# Disc mower tarp



## hydro70 (Dec 13, 2010)

Our mowers tarp has been ripped into shreds, and we are looking for a replacement. We have a bush hog dm80, so we need an 8 foot tarp. If anyone knows of a reasonably priced cover, we would appreciate it.


----------



## dixietank (Jan 26, 2011)

I don't know about Bush Hog but a dang Vicon cover runs around $400! I been trying to find a farmer with a grain trailer tarp I can cut one from.


----------



## lewbest (Dec 9, 2009)

A few years back i bought some old billboard vinyl covers (the parts they paint the sign on) being sold at an auction as "tarps"; they sat outside for a few years before i needed one but last year I "fashioned" a tarp for my dump trailer using one; traveled about 300 miles using it (had a load of compost under it) & it's TOUGH! No signs of damage; you might check with a billboard company & buy one cheap. I think they'd hold up well.

Lew


----------



## Mike120 (May 4, 2009)

I see them on Ebay quite often, but I don't know what the quality is.


----------



## lewbest (Dec 9, 2009)

Mike120 said:


> I see them on Ebay quite often, but I don't know what the quality is.

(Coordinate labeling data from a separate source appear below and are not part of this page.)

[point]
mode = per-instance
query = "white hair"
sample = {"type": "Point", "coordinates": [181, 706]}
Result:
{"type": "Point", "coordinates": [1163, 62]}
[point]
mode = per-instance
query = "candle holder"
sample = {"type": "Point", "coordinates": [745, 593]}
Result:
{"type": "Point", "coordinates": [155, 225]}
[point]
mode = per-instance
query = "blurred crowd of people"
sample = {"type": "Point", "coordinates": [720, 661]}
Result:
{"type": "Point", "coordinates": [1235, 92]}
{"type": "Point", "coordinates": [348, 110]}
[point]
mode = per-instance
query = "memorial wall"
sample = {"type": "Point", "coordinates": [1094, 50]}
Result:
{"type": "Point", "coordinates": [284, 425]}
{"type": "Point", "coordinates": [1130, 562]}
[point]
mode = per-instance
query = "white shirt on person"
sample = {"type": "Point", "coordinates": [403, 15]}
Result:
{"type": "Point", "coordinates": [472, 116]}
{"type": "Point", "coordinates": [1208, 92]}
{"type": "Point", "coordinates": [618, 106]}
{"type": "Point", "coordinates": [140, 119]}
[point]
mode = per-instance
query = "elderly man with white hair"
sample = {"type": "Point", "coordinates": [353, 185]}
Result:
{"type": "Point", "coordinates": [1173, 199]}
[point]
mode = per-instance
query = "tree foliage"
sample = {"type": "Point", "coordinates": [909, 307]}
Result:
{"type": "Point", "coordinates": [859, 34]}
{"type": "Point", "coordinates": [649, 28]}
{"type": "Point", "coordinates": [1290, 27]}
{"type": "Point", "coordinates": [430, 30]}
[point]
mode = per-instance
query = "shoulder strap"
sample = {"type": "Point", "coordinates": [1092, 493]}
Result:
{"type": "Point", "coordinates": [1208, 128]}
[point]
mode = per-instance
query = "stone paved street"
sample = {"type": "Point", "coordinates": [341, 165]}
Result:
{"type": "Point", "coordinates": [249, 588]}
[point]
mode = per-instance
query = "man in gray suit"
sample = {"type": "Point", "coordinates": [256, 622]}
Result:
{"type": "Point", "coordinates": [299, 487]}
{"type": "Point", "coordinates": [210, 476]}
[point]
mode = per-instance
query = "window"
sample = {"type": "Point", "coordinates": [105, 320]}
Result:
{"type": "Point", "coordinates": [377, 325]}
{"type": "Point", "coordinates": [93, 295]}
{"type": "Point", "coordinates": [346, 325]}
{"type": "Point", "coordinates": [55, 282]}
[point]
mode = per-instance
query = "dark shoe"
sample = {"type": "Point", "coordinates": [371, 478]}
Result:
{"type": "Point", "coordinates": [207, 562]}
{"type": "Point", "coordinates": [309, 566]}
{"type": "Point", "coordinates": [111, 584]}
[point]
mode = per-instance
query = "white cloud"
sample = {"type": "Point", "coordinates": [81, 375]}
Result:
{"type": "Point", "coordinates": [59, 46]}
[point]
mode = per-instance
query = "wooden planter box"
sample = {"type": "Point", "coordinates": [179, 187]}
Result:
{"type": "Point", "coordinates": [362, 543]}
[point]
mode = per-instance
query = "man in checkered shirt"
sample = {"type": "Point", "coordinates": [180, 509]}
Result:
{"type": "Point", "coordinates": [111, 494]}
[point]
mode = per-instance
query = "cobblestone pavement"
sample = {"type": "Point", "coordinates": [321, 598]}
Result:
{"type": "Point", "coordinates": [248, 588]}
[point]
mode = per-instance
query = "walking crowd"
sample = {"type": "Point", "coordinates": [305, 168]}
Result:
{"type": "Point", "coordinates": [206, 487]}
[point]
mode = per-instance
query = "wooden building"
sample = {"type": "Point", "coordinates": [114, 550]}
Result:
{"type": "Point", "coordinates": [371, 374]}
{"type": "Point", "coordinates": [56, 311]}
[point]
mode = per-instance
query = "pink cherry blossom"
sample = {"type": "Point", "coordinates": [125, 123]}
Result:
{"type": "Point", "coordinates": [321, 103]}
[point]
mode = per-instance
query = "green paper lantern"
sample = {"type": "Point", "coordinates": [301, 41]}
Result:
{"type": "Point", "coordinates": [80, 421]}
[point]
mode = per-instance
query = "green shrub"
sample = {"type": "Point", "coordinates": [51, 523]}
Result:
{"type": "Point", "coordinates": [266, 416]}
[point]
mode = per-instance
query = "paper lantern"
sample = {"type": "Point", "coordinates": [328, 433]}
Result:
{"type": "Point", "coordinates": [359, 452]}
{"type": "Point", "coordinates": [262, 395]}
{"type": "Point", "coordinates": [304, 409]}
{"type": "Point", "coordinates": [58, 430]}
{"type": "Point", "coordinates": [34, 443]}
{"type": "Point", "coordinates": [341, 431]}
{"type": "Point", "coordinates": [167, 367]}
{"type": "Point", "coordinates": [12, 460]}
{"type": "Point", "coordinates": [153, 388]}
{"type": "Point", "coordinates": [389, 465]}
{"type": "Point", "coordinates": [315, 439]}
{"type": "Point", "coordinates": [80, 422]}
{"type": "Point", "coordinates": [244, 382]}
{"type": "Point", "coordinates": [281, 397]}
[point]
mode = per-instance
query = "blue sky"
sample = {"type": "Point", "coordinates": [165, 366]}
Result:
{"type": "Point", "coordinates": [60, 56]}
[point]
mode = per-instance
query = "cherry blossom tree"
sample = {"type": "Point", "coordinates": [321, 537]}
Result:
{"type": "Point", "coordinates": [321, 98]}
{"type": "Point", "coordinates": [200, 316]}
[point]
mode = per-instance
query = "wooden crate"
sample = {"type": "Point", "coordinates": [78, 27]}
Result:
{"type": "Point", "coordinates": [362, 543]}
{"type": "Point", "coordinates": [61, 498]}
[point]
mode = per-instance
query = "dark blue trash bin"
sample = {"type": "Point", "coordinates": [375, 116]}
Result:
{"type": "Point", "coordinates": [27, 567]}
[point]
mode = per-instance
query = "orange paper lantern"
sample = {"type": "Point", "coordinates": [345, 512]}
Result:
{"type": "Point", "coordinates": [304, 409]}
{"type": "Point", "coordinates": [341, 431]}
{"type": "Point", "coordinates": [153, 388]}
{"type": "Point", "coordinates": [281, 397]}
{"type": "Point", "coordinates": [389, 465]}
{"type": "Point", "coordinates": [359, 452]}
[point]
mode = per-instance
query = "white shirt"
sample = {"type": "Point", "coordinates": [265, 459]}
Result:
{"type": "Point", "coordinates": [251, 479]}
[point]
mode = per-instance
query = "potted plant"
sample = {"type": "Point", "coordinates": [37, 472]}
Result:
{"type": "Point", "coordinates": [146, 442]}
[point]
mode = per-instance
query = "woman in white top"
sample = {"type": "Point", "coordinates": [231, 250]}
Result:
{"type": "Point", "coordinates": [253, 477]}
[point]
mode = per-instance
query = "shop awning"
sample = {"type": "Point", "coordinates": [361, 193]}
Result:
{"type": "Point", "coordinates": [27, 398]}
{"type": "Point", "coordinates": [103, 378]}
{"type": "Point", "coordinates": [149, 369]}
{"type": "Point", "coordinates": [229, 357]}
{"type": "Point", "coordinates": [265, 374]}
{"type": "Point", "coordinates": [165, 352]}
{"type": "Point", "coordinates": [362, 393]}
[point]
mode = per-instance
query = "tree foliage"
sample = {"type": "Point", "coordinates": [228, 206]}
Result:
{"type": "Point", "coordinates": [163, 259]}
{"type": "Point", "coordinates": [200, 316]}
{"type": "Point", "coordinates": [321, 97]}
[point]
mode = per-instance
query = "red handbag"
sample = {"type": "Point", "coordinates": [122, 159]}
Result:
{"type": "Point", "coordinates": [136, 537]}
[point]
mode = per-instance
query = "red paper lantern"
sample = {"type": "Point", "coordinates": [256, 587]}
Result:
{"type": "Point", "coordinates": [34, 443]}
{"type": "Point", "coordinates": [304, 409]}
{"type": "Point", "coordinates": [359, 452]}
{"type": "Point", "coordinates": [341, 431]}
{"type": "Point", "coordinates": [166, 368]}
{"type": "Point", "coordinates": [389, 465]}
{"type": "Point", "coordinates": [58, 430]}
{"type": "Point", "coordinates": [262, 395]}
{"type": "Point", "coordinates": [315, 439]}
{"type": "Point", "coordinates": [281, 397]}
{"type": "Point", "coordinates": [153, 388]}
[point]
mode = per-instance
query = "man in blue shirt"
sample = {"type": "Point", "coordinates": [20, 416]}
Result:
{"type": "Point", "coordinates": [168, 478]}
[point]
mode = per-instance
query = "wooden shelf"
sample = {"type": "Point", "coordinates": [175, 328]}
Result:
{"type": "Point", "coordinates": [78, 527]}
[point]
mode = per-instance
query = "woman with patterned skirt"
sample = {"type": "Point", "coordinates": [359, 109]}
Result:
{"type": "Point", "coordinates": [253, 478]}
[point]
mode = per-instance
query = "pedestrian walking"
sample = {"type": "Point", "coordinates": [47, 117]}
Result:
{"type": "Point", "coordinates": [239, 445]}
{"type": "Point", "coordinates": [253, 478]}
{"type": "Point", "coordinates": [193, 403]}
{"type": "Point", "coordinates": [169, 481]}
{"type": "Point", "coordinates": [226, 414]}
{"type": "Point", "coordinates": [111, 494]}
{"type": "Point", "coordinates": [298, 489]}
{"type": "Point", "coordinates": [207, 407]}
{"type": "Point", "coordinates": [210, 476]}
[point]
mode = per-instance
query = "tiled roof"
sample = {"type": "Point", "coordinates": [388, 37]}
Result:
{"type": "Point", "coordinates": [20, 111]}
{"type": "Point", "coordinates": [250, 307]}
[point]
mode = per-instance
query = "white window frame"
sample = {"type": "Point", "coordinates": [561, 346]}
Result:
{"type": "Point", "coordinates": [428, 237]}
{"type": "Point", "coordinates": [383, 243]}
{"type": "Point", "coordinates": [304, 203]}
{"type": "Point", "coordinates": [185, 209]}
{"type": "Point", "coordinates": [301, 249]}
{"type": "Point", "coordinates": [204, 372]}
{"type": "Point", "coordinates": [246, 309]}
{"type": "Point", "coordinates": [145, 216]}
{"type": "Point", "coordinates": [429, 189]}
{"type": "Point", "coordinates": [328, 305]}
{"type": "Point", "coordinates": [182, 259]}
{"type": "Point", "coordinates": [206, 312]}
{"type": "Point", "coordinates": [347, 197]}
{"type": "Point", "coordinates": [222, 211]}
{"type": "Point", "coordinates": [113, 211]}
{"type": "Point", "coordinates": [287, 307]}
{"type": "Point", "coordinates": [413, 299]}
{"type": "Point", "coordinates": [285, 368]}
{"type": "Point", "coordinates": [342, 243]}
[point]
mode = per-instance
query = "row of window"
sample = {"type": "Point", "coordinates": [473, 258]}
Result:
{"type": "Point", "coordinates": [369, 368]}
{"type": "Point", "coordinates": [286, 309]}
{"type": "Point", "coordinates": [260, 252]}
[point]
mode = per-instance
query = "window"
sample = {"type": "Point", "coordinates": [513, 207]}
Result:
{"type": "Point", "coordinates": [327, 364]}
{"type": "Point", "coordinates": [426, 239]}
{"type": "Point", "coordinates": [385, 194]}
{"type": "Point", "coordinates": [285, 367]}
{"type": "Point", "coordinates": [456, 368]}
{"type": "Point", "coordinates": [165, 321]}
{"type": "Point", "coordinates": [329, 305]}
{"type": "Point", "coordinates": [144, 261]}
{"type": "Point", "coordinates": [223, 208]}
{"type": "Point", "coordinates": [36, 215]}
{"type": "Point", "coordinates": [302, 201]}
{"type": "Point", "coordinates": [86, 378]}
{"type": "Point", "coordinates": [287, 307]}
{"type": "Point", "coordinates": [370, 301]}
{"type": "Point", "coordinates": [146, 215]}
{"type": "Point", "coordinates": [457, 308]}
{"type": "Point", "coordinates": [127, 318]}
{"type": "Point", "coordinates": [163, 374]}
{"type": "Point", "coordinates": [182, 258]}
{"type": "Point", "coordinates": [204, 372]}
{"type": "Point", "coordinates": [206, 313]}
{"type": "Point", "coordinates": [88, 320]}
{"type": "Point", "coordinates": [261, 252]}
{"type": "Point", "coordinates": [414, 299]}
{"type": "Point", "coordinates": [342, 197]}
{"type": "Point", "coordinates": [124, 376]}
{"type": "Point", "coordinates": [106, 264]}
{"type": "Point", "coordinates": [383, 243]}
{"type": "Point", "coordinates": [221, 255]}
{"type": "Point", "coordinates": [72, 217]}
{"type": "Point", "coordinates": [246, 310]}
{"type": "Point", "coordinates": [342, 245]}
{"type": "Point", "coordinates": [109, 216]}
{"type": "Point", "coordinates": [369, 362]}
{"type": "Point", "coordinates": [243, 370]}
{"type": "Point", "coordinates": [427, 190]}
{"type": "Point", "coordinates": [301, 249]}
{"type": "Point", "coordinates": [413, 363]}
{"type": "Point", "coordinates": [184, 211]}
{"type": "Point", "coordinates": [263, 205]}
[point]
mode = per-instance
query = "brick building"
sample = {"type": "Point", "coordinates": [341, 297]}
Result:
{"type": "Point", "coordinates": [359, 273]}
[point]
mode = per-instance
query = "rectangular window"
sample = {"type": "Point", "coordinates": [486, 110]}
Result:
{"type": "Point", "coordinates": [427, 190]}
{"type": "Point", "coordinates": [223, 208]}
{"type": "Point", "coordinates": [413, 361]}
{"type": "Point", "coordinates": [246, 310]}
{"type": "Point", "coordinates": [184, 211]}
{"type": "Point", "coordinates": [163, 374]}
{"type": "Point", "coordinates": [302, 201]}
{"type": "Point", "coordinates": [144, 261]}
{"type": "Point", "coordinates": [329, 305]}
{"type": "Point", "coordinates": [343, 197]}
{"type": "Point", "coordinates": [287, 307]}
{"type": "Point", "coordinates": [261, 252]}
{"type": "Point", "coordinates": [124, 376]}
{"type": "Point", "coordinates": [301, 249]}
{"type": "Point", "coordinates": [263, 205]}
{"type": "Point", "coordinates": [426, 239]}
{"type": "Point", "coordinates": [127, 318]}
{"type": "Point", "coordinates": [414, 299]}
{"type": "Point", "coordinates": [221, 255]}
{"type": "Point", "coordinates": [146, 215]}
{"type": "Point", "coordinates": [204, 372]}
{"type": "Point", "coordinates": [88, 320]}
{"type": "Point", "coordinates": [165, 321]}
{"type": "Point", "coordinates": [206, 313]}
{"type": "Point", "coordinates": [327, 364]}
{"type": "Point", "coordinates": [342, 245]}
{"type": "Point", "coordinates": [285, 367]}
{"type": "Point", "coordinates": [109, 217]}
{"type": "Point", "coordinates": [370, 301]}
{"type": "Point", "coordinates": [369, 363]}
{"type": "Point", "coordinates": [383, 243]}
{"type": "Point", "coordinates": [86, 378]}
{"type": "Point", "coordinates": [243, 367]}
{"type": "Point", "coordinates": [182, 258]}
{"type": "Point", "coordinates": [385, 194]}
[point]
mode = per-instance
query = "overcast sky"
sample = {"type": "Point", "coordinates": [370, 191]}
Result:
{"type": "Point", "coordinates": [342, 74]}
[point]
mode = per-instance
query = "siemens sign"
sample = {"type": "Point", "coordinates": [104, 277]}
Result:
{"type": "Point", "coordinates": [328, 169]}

Only thing about ebay is I'd say you'd need to find one pretty close; the ones I got were pretty big (probably 10x30; maybe 10x40) & quite heavy (expensive to ship). Folded up pretty small but I'd say one weighed 40-50 pounds. My dump trailer is 7x18; it took about half of one to cover it. Plan to use the other half on a stock trailer I have; believe there's enough left to cowe it all the way to the back & it's 14' long.

Lew


----------



## swmnhay (Jun 13, 2008)

Rush-Co. Mower Covers: A complete line of mower conditioner covers.


----------



## Hay DR (Oct 28, 2009)

Check out the CCM welded curtains. DMC-08 is $280.
View attachment 1272


----------



## middleTn (Nov 11, 2009)

I have bought stuff from CCM and been very happy with the parts. Covers are ok, thinner than stock but 1/3 of the price too.

nice people too


----------



## Hay DR (Oct 28, 2009)

middleTn said:


> I have bought stuff from CCM and been very happy with the parts. Covers are ok, thinner than stock but 1/3 of the price too.
> 
> nice people too


 We use the exact same material John Deere & AGCO uses.


----------